Trade Lawyers Navigate Shifting Tariffs as Clients Seek Guidance

Aug. 12, 2025, 5:39 PM UTC

Trade lawyers find no single-best option for clients grappling with the tariffs, as economic data shifts and presidential pronouncements change.

Some clients should seek opportunities to renegotiate or terminate long-term agreements with vendors and seek alternative supply chains and production options, said Joyce Adetutu, a Vinson & Elkins partner for export controls and economic sanctions and national security reviews.

It also makes sense for some clients to wait longer before making moves. Taking “advantage of short-term production capabilities and supply options in order to give them time to have a longer-term view—I think that’s smart business,” Adetutu said.

Just as business owners and economic forecasters have had to struggle to find their way forward in a shifting tariff landscape, these haven’t been easy days for trade lawyers. The impact tariffs are having on the US economy is murky, and an appeals court is hearing arguments on whether President Donald Trump had authority to impose the levies under his emergency powers in the first place.

“It is very difficult to make decisions in this environment,” said A&O Shearman’s Ken Rivlin, co-head of the international trade and environmental and climate law groups. “It is critical to focus on the fundamentals and make sure you fully understand the supply chain to be creative about how you manage it—and then opportunistic about making changes that might help down the road.”

Some company executives in August earnings calls said they have begun to see the higher cost of goods hurting balance sheets and cutting into profit forecasts. Those include Diamondback Energy Inc., which faces steel tariffs that increase the cost of drilling, and Molson Coors Beverage Co., which is contending with the cost of aluminum tariffs.

But US inflation data released Tuesday eased investors’ concerns that tariffs are causing price pressures for goods, Bloomberg News reported.

Who Pays?

A key concern for lawyers and their clients as they tackle tariff pricing is who shoulders these increased costs. In several cases, it is the party that has historically been responsible to pay the import costs. But some companies are looking for creative ways to divide those expenses.

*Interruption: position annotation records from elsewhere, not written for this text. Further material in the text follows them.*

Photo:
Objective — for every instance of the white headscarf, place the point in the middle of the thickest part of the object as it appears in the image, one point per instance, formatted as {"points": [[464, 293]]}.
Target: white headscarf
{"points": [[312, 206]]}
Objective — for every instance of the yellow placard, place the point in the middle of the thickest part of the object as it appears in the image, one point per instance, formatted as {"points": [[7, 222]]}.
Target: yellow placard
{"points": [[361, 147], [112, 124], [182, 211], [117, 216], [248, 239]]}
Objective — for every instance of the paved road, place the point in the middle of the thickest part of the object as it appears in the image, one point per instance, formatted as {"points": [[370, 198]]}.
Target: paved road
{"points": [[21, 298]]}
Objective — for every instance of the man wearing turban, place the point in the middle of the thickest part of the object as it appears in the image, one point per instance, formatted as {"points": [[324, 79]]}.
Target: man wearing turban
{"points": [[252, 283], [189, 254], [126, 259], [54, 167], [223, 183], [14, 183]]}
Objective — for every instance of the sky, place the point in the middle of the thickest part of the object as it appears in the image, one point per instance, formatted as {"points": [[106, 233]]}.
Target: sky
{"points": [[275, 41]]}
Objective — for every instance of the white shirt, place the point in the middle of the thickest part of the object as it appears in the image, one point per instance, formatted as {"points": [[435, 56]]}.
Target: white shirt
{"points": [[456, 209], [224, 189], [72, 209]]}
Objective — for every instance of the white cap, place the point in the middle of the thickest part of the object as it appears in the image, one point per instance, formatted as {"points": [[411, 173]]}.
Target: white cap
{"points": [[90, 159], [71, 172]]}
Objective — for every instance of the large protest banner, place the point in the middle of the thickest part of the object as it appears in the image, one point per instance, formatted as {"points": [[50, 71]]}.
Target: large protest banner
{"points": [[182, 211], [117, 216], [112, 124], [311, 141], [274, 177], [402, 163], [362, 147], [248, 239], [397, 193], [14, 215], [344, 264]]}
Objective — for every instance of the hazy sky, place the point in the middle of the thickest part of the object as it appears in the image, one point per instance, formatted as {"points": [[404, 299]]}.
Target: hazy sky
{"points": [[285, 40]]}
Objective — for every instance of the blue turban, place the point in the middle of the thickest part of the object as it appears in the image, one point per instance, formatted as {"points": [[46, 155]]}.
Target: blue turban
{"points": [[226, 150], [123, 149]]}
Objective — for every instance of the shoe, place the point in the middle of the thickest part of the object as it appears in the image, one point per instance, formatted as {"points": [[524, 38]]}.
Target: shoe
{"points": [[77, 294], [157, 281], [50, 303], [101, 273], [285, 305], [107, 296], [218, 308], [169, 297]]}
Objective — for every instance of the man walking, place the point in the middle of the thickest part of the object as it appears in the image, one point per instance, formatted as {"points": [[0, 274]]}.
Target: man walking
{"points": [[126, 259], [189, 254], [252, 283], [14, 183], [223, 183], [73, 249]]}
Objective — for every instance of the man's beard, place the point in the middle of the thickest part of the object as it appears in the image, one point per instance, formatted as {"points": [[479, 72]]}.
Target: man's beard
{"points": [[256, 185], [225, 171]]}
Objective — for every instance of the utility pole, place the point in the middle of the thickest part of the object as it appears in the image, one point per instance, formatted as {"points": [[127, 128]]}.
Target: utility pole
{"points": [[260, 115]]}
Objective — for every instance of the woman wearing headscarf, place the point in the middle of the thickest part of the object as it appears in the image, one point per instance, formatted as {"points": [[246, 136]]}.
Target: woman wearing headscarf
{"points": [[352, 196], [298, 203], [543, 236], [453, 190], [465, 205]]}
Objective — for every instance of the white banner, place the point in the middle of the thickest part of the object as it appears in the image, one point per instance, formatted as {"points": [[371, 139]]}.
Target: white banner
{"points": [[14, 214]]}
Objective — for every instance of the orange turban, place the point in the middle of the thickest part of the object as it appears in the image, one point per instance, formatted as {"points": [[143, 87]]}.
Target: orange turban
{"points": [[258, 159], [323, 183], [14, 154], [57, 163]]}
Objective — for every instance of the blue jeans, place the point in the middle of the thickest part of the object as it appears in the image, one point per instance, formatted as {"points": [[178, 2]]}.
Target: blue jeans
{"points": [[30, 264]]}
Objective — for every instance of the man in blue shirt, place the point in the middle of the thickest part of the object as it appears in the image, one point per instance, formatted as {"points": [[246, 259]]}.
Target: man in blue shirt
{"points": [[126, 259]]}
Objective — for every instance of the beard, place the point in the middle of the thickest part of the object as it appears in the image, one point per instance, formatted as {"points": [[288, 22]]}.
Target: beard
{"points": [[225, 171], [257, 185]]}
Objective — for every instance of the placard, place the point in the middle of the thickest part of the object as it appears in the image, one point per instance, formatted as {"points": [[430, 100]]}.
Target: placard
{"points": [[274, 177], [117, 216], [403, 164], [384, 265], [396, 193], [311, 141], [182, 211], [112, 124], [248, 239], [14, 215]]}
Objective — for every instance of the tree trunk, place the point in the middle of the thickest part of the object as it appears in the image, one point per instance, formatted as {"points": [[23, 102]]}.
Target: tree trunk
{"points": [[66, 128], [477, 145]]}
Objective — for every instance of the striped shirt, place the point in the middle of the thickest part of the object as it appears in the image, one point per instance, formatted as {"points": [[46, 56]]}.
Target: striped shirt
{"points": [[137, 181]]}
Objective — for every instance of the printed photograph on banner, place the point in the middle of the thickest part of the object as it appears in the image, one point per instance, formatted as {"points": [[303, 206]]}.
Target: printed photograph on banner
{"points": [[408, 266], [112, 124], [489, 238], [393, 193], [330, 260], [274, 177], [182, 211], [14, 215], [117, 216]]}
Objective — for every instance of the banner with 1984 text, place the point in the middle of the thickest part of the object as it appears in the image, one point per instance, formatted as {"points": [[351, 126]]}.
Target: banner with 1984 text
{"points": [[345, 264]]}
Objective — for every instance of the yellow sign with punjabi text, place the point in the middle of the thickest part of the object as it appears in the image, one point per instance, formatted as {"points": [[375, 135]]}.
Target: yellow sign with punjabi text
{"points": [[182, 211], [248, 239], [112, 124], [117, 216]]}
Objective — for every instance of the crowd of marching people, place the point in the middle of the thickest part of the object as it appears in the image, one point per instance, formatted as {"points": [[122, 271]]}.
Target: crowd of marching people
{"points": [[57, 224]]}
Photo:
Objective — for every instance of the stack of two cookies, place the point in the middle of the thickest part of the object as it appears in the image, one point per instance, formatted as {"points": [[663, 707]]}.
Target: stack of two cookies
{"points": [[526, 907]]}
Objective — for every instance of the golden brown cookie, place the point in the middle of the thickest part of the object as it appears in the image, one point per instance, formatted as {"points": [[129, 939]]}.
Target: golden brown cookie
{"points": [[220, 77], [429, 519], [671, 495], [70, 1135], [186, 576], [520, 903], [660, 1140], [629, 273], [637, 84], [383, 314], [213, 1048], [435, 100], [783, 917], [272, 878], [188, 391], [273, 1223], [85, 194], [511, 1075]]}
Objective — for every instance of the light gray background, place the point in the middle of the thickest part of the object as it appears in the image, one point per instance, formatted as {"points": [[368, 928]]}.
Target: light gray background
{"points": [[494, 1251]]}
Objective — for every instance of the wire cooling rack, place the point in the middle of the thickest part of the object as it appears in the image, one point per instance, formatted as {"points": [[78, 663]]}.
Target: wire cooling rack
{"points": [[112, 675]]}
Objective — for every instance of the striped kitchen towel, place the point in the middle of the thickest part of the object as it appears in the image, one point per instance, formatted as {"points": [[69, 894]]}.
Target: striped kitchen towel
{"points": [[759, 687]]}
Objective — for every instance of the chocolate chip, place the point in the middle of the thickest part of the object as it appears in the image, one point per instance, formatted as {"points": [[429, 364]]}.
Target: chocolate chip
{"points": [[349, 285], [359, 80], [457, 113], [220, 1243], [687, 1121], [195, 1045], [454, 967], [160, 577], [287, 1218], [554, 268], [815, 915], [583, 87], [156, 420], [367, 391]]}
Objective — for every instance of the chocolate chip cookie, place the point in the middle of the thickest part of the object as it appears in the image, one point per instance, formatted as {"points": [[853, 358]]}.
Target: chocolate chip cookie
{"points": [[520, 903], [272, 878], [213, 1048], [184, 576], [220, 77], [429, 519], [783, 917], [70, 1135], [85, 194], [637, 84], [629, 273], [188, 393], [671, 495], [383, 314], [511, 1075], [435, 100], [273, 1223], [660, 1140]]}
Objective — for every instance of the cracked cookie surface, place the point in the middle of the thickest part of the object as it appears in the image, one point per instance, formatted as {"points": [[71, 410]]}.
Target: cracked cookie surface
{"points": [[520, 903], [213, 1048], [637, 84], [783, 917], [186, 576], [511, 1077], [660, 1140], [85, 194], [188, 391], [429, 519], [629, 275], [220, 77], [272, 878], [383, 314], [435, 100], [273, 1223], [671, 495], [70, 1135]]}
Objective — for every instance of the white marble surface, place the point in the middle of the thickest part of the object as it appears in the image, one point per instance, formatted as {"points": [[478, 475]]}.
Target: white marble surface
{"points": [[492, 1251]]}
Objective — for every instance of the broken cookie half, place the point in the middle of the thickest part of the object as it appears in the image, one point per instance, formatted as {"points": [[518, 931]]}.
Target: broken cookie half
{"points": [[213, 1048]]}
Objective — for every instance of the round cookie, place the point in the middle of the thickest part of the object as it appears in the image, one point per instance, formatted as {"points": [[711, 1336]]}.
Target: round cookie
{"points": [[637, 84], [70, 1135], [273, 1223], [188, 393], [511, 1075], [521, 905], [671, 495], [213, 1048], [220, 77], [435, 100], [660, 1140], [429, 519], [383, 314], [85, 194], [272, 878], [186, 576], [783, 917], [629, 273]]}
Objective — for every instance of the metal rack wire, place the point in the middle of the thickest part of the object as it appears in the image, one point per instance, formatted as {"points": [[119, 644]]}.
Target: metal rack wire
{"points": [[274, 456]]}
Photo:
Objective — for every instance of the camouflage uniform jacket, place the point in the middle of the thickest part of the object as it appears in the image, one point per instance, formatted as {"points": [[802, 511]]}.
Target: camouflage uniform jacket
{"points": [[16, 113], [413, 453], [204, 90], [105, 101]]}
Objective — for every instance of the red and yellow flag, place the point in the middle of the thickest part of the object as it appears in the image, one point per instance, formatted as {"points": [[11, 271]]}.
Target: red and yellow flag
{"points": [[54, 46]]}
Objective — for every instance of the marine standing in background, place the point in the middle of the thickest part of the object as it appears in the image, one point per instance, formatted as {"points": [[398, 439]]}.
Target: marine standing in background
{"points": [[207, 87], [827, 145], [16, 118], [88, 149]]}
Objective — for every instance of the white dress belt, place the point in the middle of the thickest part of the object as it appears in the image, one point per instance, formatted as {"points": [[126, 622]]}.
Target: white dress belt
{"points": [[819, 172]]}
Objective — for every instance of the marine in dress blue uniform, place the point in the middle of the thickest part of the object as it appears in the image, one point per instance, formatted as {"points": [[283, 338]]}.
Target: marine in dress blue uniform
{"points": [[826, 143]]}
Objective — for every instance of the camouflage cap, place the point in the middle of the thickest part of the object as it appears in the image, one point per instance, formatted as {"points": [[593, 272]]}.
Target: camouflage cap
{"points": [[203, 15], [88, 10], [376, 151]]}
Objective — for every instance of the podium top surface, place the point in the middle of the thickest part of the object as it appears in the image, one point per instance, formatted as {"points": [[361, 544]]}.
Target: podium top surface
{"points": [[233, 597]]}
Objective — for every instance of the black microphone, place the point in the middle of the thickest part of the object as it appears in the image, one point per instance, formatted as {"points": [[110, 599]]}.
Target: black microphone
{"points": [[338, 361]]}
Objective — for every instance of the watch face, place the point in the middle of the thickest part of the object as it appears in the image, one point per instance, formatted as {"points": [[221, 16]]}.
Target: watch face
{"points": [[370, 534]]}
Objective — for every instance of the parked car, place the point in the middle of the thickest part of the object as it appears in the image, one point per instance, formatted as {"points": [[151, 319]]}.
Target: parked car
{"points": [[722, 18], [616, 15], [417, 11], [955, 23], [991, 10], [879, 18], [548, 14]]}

“We’re seeing a lot more companies trying to build in cost-sharing metrics, like a 50-50 share,” Adetutu said. “We’ve also had some companies that have said ‘This is how tariff costs have always been allocated, it is your responsibility, so we’re not going to share the cost.’”

Rivlin said clients are frequently asking lawyers for advice about whether underlying contracts give one party or another the right to seek additional costs, or cost reductions, as a result of tariffs. For instance, lawyers may need to determine whether tariffs constitute a force majeure event.

Companies competing in the same sectors are finding themselves in different postures and positions because of the tariffs, said Warren Payne, Mayer Brown’s senior adviser of international trade, public policy, regulatory and government affairs and tax.

Clients that focused their supply chains or production in high-tariff regions, such as parts of Asia, find they are no longer able to compete with rivals that pegged such operations in regions including Mexico, which are spared some tariffs, Payne said.

Mexico benefits from the United States-Mexico-Canada Agreement (USMCA), under which several goods remain tariff-free, barring some sectors such as automotives, steel and aluminum. Those preferential rates under the USMCA are still set to remain in place for another decade.

“Mexico has a huge advantage because you can export from Mexico tariff free as long as you meet the rules of origin,” Payne said. “When you produce in Mexico, you can access the global supply chain.”

Companies that are able to benefit from those rates “are just in a much stronger position” in terms of cash flow, liquidity, and their ability to obtain financing, he said.

For companies that want to shift to places such as Mexico to take advantage of the tariff regime, “moving operations can take several years and billions of dollars,” Rivlin said. That can be especially futile since “no one knows how long this is going to last.”

During such uncertainty, the best advice trade lawyers can give their clients often is: Wait and see.